We could have used a bare string to refer to MyModel's table, but instead we're directly referencing it, for reasons explained earlier. As this is an F-string, we'll need to escape the string.Template variables, so ${preamble} became ${{preamble}}. But you can use any templating/formatting you want, as long as the resultant string makes sense as the string.Template that it will be interpreted as. Of course, dynamic string templating SQL is a danger zone with respect to escaping and injection, but we're consenting adults here.

Refreshing materialized views: Django signals vs PostgreSQL triggers

Materialized views are nice, but they become stale as their source data is updated. To keep materialized views in sync following a mutations on Model instances, you could use Django signals — call the refresh() function from the django_api module from a signal handler acting on the post_save and post_delete signals of a model, passing an appropriate belownodes argument to refresh everything that depends on that model's DB table. For performance, you may want to choose the "checkpoint" transaction discipline if you want the affected view's updated content to become visible as refreshing progresses (on a view-by-view basis) rather than all the way at the end.

The upside of this approach is that you can defer the refreshing to a task queue so that it does not hold up the HTTP request/response cycle. You can also debounce the event.

The downside is that there is now a window of inconsistency; the materialized view will, if all goes well, be updated eventually, but in the meantime it might not be in agreement anymore with the updated source data. Also, whether the mechanism fires depends on whether you use .save() on a Model instance - if you use a QuerySet's update function instead, signals will not fire.

An alternative is to use DB triggers, so that a refresh takes place within the same transaction as the mutation on its base data. The big advantages are consistency & atomicity. They're also very easy to set up, simply list the base tables in the refresh_triggers attribute on your materialized view; in the trivial case, that could simply be refresh_triggers = deps_on_unmanaged as you've already spelled out the base tables there.

The disadvantage of the trigger approach is that what used to (probably) be a fast insert now has to wait for the (potentially lengthy) materialized view's refresh; it very much depends on specifics whether this is acceptible for your use case.
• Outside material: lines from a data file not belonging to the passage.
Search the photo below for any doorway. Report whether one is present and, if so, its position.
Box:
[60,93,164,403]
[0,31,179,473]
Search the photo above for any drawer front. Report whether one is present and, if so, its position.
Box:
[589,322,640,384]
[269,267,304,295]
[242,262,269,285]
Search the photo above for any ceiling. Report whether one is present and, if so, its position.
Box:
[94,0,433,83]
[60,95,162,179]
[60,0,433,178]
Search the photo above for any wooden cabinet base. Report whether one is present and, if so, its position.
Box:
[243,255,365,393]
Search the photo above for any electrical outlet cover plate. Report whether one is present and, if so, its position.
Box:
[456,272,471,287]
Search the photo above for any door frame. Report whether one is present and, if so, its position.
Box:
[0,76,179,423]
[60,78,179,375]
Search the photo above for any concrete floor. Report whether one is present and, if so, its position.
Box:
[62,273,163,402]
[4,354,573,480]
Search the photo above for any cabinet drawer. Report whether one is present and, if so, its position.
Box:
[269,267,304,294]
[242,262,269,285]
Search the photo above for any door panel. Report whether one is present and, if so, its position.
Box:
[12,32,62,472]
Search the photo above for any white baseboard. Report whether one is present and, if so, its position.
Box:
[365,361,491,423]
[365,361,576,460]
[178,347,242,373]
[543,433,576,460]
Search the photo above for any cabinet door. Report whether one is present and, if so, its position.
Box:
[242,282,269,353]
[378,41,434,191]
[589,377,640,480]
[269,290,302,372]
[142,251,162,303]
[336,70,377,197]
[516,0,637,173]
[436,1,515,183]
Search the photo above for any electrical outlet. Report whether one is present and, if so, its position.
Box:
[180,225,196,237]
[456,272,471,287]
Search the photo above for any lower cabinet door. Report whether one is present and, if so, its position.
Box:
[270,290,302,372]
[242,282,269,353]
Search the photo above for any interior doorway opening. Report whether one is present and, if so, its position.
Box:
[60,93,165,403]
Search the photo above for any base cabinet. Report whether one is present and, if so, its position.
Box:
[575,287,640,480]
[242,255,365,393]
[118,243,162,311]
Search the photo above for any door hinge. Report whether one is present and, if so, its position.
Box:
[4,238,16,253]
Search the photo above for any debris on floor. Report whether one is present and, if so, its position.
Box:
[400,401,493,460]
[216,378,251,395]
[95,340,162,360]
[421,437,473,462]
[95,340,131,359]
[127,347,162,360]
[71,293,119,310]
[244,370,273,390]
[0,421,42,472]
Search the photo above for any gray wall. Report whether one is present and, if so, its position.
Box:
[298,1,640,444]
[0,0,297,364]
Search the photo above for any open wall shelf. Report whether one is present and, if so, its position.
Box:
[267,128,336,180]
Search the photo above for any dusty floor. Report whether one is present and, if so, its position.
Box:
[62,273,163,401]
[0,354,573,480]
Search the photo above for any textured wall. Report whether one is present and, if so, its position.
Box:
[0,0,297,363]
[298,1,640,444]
In either case, to prevent holding out readers while refreshing a materialized view, you could investigate whether you can turn on concurrent refreshes.

Depending on write flux, consistency requirements, and sheer computational demands, there are certainly cases for which neither signals nor triggers are a good fit, and a nightly batch process would work better, perhaps not even using materialized views at all.